А вслед за дочерью арестовали – 10-го Октября 1939 г., ровно два года после его отъезда в Союз, день в день, – и моего мужа, совершенно больного и истерзанного ее бедой.
Первую денежную передачу от меня приняли: дочери – 7-го декабря, т. е. 3 месяца, 11 дней спустя после ее ареста, мужу – 8-го декабря, т. е. 2 месяца без 2-х дней спустя ареста. Дочь п <не дописано>.
7-го ноября было арестовано на той же даче семейство Львовых, наших сожителей, и мы с сыном оказались совсем одни, в запечатанной даче, без дров, в страшной тоске.
Я обратилась в Литфонд, и нам устроили комнату на 2 месяца, при Доме Отдыха Писателей в Голицыне, с содержанием в Доме Отдыха – после ареста мужа я осталась совсем без средств. Писатели устраивают мне ряд переводов с грузинского, французского и немецкого языков. Еще в бытность свою в Болшеве (ст. Болшево, Северной ж.д., Поселок Новый Быт, дача 4/33) я перевела на французский ряд стихотворений Лермонтова – для "Ревю де Моску" и Интернациональной Литературы. Часть из них уже напечатана.

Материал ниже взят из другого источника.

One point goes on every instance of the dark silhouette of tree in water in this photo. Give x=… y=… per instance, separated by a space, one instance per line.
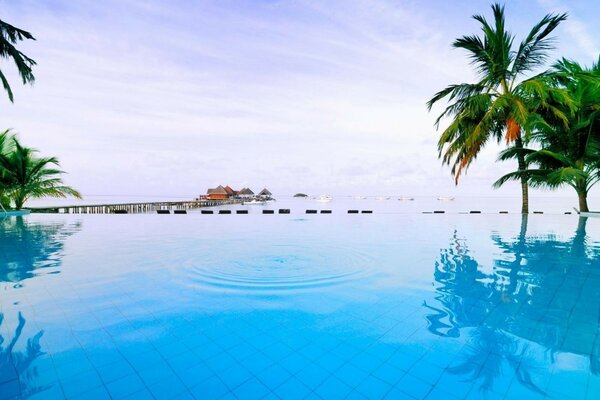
x=16 y=369
x=501 y=306
x=29 y=246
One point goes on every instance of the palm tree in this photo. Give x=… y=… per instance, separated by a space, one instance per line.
x=5 y=149
x=502 y=103
x=29 y=177
x=569 y=155
x=9 y=37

Я не знаю, в чем обвиняют моего мужа, но знаю, что ни на какое предательство, двурушничество и вероломство он не способен. Я знаю его – 1911 г. – 1939 г. – без малого 30 лет, но то, что знаю о нем, знала уже с первого дня: что это человек величайшей чистоты, жертвенности и ответственности. То же о нем скажут друзья и враги. Даже в эмиграции, в самой вражеской среде, никто его не обвинил в подкупности, и коммунизм его объясняли "слепым энтузиазмом". Даже сыщики, производившие у нас обыск, изумленные бедностью нашего жилища и жесткостью его кровати (– "Как, на этой кровати спал г-н Эфрон?"), говорили о нем с каким-то почтением, а следователь – так тот просто сказал мне: – "Г-н Эфрон был энтузиаст, но ведь энтузиасты тоже могут ошибаться…"

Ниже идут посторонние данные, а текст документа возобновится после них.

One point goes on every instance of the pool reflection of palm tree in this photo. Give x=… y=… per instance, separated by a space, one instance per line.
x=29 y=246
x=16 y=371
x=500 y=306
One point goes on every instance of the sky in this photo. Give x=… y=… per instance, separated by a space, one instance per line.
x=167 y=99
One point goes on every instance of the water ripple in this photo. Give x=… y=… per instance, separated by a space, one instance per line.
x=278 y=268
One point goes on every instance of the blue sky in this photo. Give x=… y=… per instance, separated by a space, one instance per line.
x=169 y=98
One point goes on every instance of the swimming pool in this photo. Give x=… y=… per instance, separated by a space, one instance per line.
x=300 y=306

А ошибаться здесь, в Советском Союзе, он не мог, потому что все 2 года своего пребывания болел и нигде не бывал.
Кончаю призывом о справедливости. Человек душой и телом, словом и делом служил своей родине и идее коммунизма. Это – тяжелый больной, не знаю, сколько ему осталось жизни – особенно после такого потрясения. Ужасно будет, если он умрет не оправданный.
Если это донос, т. е. недобросовестно и злонамеренно подобранные материалы – проверьте доносчика.
Если же это ошибка – умоляю, исправьте, пока не поздно.
Марина Цветаева
…А спустя несколько месяцев Марина Ивановна снова пишет Берии и снова относит письмо в приемную НКВД, на Кузнецкий Мост, 24, где во дворе этого дома она будет выстаивать "толкучие" ночные очереди и в лютую стужу, и в летний зной, и под осенним, и под весенним дождем…
Нет, все же не прав был Борис Леонидович, когда писал: "Марина Цветаева всю жизнь заслонялась от повседневности работой, и, когда ей показалось, что это непозволительная роскошь и ради сына она должна временно пожертвовать увлекательной страстью и взглянуть кругом трезво, она увидела хаос, не пропущенный сквозь творчество, неподвижный, непривычно косный. и в испуге отшатнулась и, не зная, куда деться от ужаса, впопыхах спряталась в смерть, сунув голову в петлю, как под подушку…"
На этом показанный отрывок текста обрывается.